O negócio que aposta na qualidade do produto na natureza e inova para abrir nicho de mercado
Açaí não é tudo igual. A ciência já comprovou que o fruto in natura pode apresentar perdas no sabor e teor nutricional após a colheita, a depender do tempo até a fabricação da polpa congelada a ser distribuída ao mercado. Dá para imaginar o tamanho do desafio, diante das dificuldades de logística em longas distâncias e de estruturas produtivas compatíveis com regras de qualidade em muitas regiões da Amazônia.
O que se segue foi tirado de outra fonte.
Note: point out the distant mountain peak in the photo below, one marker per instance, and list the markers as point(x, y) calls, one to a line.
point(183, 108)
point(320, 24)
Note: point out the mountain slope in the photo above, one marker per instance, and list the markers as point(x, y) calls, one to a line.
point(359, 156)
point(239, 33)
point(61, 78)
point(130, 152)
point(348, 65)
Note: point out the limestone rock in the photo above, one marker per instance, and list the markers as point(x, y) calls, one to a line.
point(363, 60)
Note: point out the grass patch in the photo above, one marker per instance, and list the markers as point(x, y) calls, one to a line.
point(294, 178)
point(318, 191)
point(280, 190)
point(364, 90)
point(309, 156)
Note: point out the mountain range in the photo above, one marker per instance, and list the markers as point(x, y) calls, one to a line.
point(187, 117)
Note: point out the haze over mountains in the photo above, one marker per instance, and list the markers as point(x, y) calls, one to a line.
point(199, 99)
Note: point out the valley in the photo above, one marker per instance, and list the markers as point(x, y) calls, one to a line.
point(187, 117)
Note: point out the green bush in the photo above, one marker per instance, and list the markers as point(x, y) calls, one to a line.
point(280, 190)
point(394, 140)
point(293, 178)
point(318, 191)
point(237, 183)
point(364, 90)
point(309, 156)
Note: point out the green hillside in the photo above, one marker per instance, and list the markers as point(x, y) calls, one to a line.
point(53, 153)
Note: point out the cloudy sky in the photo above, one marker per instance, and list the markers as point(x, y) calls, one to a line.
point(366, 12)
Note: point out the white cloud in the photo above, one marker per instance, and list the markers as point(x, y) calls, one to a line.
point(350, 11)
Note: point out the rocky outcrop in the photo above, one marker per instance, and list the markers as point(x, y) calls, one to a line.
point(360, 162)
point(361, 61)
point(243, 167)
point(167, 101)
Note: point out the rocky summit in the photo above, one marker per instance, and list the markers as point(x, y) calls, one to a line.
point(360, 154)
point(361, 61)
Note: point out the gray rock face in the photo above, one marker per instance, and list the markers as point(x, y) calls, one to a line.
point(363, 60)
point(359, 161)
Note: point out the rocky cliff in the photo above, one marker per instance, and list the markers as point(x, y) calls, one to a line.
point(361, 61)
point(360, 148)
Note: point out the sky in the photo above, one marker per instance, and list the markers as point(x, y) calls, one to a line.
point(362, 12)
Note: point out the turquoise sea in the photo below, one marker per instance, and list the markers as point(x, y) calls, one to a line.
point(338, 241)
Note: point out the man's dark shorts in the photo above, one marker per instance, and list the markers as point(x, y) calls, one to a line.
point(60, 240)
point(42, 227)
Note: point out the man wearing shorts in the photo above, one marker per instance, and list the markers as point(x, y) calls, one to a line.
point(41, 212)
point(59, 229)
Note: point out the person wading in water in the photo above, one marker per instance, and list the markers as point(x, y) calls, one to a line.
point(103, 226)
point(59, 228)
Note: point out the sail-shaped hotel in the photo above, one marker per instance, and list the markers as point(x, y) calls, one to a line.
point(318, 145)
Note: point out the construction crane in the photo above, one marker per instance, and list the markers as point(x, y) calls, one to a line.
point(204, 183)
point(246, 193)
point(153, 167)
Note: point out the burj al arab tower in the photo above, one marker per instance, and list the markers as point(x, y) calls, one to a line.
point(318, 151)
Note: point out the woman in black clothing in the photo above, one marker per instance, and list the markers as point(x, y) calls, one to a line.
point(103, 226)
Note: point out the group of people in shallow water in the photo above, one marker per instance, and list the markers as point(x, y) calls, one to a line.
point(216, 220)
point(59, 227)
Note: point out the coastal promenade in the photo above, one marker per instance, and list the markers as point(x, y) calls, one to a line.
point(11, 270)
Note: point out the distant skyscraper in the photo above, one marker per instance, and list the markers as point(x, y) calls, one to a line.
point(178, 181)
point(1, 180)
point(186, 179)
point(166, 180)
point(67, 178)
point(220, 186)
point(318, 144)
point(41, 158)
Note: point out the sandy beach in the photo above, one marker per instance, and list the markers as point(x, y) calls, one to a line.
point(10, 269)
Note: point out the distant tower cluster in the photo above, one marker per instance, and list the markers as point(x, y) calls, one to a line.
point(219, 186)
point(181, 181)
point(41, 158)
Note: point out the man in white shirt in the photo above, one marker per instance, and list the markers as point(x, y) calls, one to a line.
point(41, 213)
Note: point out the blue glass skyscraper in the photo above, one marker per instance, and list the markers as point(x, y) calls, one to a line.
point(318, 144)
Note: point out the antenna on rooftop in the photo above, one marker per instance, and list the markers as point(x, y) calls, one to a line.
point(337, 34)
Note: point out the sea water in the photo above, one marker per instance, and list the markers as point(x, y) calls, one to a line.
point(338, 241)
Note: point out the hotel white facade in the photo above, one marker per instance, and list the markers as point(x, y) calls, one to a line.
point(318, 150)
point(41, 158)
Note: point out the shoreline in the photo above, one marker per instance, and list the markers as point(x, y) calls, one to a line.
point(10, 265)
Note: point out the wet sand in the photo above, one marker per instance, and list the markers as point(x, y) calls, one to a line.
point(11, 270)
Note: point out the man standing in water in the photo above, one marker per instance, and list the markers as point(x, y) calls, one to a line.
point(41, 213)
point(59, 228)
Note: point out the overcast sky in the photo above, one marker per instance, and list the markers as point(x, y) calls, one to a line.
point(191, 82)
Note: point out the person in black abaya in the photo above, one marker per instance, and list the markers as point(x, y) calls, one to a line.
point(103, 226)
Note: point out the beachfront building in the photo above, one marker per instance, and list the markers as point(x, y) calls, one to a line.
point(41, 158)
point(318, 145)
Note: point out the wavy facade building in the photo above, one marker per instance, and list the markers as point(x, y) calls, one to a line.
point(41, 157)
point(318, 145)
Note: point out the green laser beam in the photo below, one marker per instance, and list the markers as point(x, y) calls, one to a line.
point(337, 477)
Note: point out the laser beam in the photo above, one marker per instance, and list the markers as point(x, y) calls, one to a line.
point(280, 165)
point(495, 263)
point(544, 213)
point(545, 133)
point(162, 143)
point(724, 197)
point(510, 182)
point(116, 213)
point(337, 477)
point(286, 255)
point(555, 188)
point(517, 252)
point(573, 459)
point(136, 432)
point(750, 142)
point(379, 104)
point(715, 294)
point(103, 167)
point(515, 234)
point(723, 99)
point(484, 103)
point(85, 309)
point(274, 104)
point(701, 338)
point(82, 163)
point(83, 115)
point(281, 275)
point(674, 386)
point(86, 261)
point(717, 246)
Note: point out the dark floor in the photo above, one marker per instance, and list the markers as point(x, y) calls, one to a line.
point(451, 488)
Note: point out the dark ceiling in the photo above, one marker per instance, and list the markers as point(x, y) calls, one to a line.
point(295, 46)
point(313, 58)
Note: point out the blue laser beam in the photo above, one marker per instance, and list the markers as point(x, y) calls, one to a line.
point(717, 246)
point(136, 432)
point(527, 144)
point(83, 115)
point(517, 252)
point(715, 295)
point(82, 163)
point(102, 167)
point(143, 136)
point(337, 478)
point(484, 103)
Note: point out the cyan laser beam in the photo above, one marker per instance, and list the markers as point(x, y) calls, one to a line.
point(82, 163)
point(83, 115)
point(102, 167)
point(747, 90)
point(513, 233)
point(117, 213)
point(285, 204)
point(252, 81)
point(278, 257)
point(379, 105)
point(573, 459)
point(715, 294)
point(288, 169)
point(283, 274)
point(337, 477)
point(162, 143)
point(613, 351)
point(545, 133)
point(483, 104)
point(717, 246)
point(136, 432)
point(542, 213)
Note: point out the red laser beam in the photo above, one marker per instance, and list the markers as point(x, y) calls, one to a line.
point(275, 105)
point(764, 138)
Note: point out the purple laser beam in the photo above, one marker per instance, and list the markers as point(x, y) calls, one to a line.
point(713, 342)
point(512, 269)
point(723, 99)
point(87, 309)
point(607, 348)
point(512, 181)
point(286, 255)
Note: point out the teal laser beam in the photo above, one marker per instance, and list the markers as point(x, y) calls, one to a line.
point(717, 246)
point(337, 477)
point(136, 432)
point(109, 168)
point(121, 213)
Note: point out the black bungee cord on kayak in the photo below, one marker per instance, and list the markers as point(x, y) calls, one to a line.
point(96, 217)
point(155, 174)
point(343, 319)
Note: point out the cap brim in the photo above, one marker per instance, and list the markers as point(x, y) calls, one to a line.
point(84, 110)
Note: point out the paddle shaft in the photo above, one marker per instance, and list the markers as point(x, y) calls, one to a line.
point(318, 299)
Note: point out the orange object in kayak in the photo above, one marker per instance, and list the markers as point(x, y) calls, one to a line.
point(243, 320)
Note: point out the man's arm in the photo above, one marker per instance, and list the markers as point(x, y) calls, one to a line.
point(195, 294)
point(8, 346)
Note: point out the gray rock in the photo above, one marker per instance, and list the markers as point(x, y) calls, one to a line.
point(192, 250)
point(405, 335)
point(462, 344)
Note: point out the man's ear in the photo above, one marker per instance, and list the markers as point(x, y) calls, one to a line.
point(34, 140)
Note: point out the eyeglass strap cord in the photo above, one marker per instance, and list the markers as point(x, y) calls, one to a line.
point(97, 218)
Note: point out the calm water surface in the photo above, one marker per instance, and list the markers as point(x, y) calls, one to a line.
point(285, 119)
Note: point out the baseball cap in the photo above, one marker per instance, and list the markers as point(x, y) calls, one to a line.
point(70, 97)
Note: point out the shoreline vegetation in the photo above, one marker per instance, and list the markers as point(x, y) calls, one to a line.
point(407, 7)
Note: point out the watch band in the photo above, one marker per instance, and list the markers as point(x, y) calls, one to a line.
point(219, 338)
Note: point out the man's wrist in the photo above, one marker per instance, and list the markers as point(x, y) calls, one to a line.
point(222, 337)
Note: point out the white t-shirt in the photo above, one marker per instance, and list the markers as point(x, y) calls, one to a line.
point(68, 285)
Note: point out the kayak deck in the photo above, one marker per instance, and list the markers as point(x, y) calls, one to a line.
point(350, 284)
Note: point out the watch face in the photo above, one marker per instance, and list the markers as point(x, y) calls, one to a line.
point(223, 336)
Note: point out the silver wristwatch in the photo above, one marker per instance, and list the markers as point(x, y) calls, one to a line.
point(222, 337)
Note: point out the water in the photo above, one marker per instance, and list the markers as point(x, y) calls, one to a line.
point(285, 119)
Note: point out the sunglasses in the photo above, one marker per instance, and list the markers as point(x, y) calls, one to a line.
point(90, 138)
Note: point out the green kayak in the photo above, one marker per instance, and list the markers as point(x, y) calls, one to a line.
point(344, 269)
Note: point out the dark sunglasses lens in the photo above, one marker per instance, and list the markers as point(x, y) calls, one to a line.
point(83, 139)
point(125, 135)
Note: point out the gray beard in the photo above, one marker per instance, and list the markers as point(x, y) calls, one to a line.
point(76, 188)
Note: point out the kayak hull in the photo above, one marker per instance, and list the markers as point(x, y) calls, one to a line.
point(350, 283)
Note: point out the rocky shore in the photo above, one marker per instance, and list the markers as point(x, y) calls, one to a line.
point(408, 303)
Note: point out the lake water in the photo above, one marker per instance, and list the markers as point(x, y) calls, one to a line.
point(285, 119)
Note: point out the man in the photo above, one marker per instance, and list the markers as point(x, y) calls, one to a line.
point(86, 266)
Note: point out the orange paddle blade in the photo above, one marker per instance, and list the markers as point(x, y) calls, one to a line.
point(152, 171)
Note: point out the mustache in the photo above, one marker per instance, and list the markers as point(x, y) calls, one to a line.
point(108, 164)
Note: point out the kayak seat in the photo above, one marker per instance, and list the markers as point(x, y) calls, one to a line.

Ao identificar o gargalo, a empreendedora Anelise Stahl, à frente da startup Maçaix, vê oportunidades e aposta no negócio em torno das soluções, com maior renda para os extrativistas e valorização da floresta em pé.

“Promovemos boas práticas nas comunidades ao longo da cadeia produtiva para oferecer os reais atributos do fruto, criando e desenvolvendo o mercado de açaí premium de especialidades, assim como ocorreu no Brasil e no mundo com os cafés, vinhos e azeite de oliva”, revela Stahl, participante o programa Sinergia Investimentos, no âmbito da Jornada Amazônia, no qual teve apoio na articulação com atores do ecossistema de inovação para explorar o novo nicho de mercado.
Grande parte do açaí consumido no País, na forma de commodity, é adquirida pelas indústrias junto a atravessadores, muitas vezes sem considerar o tempo de degradação do fruto in natura. Segundo pesquisas da Embrapa, 48 horas após a colheita o produto e suas propriedades já se encontram completamente degradados – em apenas 12 horas, as alterações começam a ocorrer.
Na garantia da qualidade, o centro das atenções está na principal categoria de nutrientes do açaí, as antocianinas – potentes antioxidantes que neutralizam radicais livres e trazem diversos benefícios à saúde. Com a estratégia de criar o selo de açaí de colheita especial, a startup buscou parceria com a Embrapii e a Universidade Federal do Pará para o desenvolvimento de um método instantâneo para medir a concentração de antocianina. Isso se fará por um aplicativo de celular manuseado pelos ribeirinhos: bastará apontar a câmera para o fruto e obter o resultado quanto a possíveis perdas do nutriente antes do processamento em polpa.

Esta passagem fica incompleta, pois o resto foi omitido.